Tanya took her place at the end of the line. Perhaps there would still be enough time. Perhaps Luciano would wait.

Thirty minutes passed. Little particles of her new skin, the ones blessed with Auntie Roza’s “Red Moscow,” fluttered across the big, indifferent city towards Hotel Rossia, to Luciano, his vertiginous gaze. She understood the relative insignificance of bananas to the bright future she hoped for her sons. But their future would begin when she returned home, and she had the power to make it a little sweeter.

Gradually the kite of her soul retracted back into her body. She felt tired and overdressed. Stupid.

When it was finally her turn, Tanya saw that the sales clerk took bananas from two different boxes. One contained taut yellow bunches; the bananas from the other box were covered with brown spots.

“Excuse me, are you selling rotten bananas?” Tanya cried out.

“And what else am I supposed do with them, grazhdanka? I have product to move. If you don’t want them, I have plenty of other customers who will take them and be grateful.”

Tanya bought the allotted three bunches per person; one was in the early stages of rot. It was seven fifty. It’d take her forty minutes at the very least to get to Hotel Rossia by metro. She could try catching a taxi.

Twenty minutes later she still hadn’t seen a single free cab. Clutching bananas to her chest, she wandered through a poplar-lined street and sat down on a bench, under a light pollen fall. Her head spun.

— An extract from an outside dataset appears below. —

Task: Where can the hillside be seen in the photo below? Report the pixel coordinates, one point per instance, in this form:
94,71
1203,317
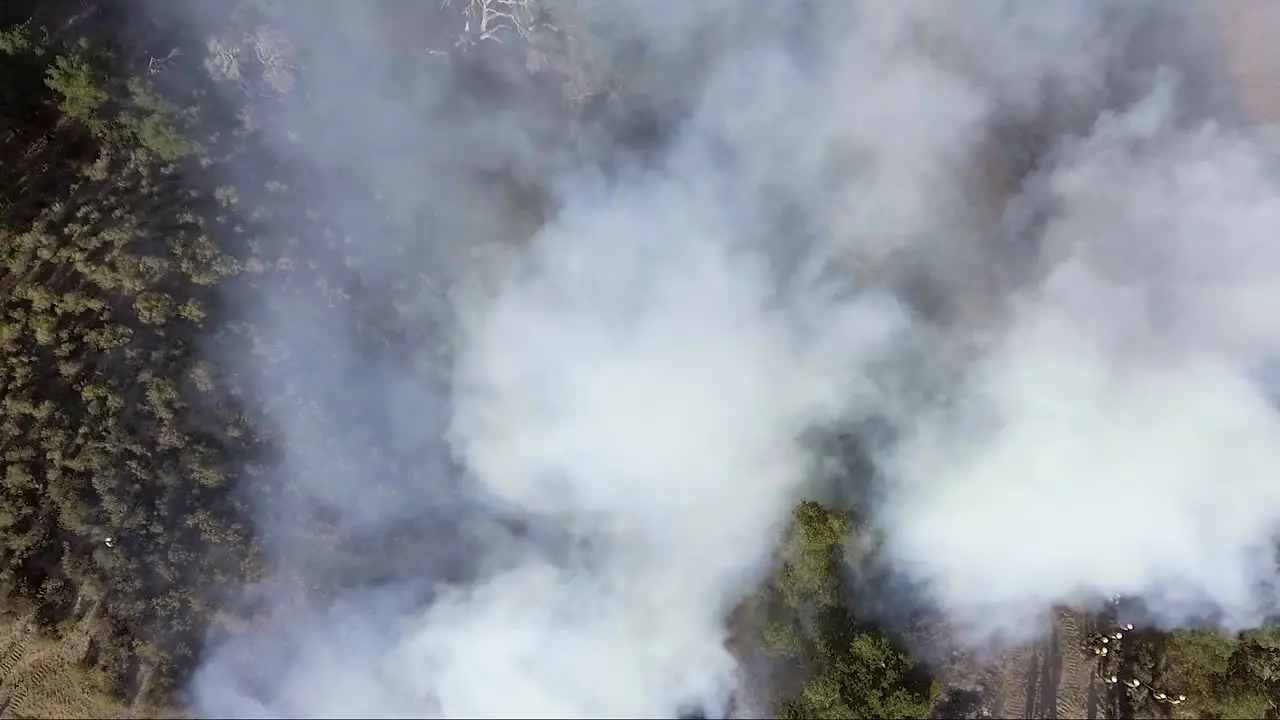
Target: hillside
141,254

She remembered sitting as a girl on the bank of the Volga River once. She’d just finished a volunteering shift at the kolkhoz with her Young Pioneers brigade. Soon it would be completely dark, and the Pioneers would build bonfires and sing songs about loyalty, valour and honour. Then the dark happy sleep. Tanya’s hands hurt from pulling carrots all day. She knelt and dipped them into the river. The water was so cold a shudder shot up her arms and jolted her heart. In vain she tried to scrub the black soil from under her nails. She lifted up her eyes just in time to see the last ray spark a little fire on the golden cupola of a small church on the opposite bank. Then she looked back at the hands in the river. For a moment it seemed they were about to run away with the shining, trembling water. She’d almost let them, laughing.